June 16th.  I turn 26.  And honestly, for the last 12 years, there seemed to follow me some unexplainable spectre that snatched away my hopes at the last minute.  I always thought that by my mid-20′s, I’d be in some sort of meaningful relationship and well on my way to marriage and settling.  I guess, if the last one worked out, I would still be thinking this way.  It’s these small things that cause me to become more and more jaded.

I had a talk with an older friend, and she told me that if two people didn’t live in constant fear of losing each other, nothing meaningful can ever come out of it.  But I don’t really want to live my life like that.  I guess I’m a settler, but I still refuse to settle just for anybody.  I just want a simple life, yet I live a crazy one.  I want a normal girl, but I continue to search for excitement subconsciously.  I’m such the definition of a hypocrite.

I think back on what happened on Sunday.  How for a day, things seemed simple again.  I yearn for that.  But I also know in my heart that it was a inconsistent solution for our underlying problems.
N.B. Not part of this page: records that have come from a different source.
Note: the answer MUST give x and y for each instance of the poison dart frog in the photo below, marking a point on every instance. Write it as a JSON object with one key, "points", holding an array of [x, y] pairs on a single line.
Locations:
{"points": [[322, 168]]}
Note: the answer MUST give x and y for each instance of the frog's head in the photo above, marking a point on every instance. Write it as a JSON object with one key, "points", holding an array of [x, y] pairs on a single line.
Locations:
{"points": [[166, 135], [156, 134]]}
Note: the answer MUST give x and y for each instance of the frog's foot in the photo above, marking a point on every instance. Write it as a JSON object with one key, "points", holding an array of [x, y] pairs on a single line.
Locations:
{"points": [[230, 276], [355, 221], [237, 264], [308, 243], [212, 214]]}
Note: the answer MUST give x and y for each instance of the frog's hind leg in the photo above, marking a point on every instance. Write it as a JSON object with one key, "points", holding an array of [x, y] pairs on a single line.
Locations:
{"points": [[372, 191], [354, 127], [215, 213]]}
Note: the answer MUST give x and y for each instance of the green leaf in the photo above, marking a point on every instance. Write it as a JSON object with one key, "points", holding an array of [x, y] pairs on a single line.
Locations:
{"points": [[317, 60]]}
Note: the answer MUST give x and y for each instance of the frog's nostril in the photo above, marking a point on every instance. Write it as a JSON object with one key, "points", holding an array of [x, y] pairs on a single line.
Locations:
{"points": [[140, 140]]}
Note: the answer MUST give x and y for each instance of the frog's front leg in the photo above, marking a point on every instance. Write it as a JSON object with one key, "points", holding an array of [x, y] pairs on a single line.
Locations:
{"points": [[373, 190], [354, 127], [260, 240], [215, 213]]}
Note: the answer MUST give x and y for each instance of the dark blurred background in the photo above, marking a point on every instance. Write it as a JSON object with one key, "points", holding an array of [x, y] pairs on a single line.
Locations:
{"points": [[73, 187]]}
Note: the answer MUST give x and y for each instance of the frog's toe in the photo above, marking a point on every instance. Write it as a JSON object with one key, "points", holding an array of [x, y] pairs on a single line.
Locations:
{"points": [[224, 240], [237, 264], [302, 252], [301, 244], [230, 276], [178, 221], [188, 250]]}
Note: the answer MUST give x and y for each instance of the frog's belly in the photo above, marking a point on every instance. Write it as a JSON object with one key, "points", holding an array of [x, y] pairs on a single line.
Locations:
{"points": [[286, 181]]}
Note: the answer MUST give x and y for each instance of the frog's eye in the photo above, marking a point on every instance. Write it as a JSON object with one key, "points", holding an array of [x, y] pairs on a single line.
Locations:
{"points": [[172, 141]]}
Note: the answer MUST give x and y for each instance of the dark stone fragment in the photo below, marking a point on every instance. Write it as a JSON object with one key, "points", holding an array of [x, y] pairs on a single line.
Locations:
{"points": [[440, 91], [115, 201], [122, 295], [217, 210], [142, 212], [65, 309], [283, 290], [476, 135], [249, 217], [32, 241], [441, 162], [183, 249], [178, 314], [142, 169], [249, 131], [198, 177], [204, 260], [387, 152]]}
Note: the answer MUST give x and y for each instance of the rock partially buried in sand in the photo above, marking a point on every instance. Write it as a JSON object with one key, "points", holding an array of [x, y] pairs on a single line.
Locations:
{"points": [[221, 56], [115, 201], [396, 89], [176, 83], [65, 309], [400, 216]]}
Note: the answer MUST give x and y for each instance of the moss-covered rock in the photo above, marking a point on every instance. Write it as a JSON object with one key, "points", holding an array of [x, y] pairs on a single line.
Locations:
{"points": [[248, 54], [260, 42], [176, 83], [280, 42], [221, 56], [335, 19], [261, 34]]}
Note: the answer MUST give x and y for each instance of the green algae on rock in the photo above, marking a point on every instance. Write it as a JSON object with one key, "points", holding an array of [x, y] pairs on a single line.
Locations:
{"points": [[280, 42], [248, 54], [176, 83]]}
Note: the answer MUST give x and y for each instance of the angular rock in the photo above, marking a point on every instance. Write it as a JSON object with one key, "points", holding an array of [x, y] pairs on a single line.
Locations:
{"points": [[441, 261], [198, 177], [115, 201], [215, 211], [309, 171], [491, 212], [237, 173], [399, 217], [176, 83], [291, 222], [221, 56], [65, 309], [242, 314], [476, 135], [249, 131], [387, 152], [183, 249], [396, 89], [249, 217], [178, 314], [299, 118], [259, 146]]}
I dive myself into career again.  I continue to be the fast talking young businessman.  Quick and straight to the point, and people respect me for that.  But on my off-days and nights, I’m the proud wanderer.  The young man who is musing slightly at the club or bar, isolating the noise from the crowd and analyzing its meaning.  The moment sweeps me off my feet and carries me along in the wind, and I really do enjoy it.

But I think, though, that on my 26th year I had better double down on figuring myself out.  Maybe toning down the intensity on which I attack situations.  Because I should think that I’d like to know myself first before I attempt to share it with someone again.